Sejumlah sesaji seperti buah-buahan, daging dan aneka kue diletakkan di atas altar. Pada bagian atas sesaji ditancapkan bendera bertuliskan nama leluhur mereka yang telah meninggal dunia. Selanjutnya umat Konghucu pun khusyuk mengikuti prosesi upacara King Hoo Ping dan memanjatkan doa untuk para leluhur.
Rohaniawan Khonghucu Adjie Chandra mengungkapkan umat Konghucu memiliki kewajiban sembahyang kepada leluhur minimal tiga kali dalam satu tahun.
Bagaimana tanggapan anda mengenai artikel ini?

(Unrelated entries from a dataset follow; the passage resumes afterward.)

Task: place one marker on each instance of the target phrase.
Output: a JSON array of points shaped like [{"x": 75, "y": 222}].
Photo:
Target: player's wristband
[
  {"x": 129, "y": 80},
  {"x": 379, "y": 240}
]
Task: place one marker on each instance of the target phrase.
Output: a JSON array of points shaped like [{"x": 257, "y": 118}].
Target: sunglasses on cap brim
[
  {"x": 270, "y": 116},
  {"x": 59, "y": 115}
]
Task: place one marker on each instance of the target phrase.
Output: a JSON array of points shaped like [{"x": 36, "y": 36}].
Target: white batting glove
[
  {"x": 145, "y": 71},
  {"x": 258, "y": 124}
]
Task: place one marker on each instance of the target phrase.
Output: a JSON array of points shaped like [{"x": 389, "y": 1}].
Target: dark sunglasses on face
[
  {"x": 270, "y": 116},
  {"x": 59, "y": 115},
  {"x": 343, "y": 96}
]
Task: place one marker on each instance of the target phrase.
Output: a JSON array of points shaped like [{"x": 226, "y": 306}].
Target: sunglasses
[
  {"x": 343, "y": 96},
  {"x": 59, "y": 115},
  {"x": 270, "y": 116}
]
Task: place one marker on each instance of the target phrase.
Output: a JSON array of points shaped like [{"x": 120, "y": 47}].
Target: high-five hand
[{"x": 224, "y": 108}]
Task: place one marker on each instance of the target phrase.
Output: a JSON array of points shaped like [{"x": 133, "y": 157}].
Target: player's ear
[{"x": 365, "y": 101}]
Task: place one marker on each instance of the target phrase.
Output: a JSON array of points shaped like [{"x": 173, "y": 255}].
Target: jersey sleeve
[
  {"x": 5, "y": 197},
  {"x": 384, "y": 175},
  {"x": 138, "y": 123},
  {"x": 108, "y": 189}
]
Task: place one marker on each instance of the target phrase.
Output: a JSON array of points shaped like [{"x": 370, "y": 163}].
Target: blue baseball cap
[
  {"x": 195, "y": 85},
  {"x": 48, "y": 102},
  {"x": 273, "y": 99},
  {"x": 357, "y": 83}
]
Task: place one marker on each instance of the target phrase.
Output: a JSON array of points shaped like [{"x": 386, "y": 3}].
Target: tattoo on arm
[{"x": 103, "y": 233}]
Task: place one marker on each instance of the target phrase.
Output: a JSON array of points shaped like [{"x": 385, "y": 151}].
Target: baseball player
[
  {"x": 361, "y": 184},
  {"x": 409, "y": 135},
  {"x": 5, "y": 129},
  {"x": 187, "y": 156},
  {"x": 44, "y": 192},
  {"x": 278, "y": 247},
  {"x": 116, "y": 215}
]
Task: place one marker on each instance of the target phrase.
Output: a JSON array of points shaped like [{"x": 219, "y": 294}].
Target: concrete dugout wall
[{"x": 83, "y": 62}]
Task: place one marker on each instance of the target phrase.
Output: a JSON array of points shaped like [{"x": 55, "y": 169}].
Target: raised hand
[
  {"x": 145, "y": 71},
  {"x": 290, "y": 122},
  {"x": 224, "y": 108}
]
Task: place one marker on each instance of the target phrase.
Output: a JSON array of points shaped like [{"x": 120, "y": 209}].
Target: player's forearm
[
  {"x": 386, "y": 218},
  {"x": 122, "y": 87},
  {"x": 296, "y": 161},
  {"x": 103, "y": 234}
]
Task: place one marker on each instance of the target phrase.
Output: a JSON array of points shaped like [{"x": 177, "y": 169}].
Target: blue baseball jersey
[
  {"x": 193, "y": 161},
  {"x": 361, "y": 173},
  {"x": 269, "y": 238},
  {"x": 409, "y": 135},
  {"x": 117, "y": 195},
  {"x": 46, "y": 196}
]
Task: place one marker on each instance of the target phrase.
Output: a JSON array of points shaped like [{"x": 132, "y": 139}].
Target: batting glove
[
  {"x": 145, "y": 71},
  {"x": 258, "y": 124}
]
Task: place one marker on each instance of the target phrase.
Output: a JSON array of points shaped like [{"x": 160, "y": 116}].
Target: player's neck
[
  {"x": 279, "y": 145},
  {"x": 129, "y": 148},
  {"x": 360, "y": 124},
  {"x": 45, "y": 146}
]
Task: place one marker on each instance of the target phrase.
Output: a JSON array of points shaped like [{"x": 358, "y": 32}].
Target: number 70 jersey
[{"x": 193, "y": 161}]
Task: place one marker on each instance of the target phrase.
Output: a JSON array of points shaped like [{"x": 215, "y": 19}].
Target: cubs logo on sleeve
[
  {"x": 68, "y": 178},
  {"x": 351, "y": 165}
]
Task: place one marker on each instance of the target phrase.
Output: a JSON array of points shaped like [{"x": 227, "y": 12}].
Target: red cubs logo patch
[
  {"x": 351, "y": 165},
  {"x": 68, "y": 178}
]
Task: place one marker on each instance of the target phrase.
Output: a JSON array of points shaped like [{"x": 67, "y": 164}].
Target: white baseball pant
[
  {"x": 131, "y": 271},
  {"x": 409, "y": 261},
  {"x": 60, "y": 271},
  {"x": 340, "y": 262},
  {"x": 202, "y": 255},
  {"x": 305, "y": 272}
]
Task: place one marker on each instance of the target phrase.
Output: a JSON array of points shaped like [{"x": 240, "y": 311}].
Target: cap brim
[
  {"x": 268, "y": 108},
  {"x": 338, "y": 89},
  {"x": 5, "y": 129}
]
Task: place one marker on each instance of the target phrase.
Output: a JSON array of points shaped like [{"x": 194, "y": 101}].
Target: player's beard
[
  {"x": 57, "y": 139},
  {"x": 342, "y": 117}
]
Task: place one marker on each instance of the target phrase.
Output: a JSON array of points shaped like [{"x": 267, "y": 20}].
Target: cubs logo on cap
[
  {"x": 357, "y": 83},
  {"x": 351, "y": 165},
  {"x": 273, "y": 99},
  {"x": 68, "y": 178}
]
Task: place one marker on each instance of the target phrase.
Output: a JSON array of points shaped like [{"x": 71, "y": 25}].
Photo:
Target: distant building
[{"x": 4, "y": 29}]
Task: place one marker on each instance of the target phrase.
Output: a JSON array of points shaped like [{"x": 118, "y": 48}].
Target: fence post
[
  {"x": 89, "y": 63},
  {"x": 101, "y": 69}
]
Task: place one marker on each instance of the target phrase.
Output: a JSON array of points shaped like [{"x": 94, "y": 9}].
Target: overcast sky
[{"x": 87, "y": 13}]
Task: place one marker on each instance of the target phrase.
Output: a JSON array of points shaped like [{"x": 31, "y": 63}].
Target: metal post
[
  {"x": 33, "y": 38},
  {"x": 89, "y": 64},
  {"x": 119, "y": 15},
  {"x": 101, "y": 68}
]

"Pertama menjelang imlek, kemudian pada bulan April dan ketiga pada bulan tujuh imlek atau dalam bahasa Tionghoa dikenal Jit Gwe. Upacara pada tanggal 15 bulan tujuh ini disebut King Hoo Ping atau sembahyang rebutan,” ungkap Adjie, Minggu (28/08/2016).
Kata ‘king’, lanjut Adjie, berarti menghormati sedangkan ‘hoo ping’ berarti teman. Adjie mengungkapkan upacara ini didasarkan pada keyakinan bahwa pada bulan tujuh imlek pintu akhirat dibuka dan roh-roh orang yang telah meninggal dunia dipersilakan turun ke bumi.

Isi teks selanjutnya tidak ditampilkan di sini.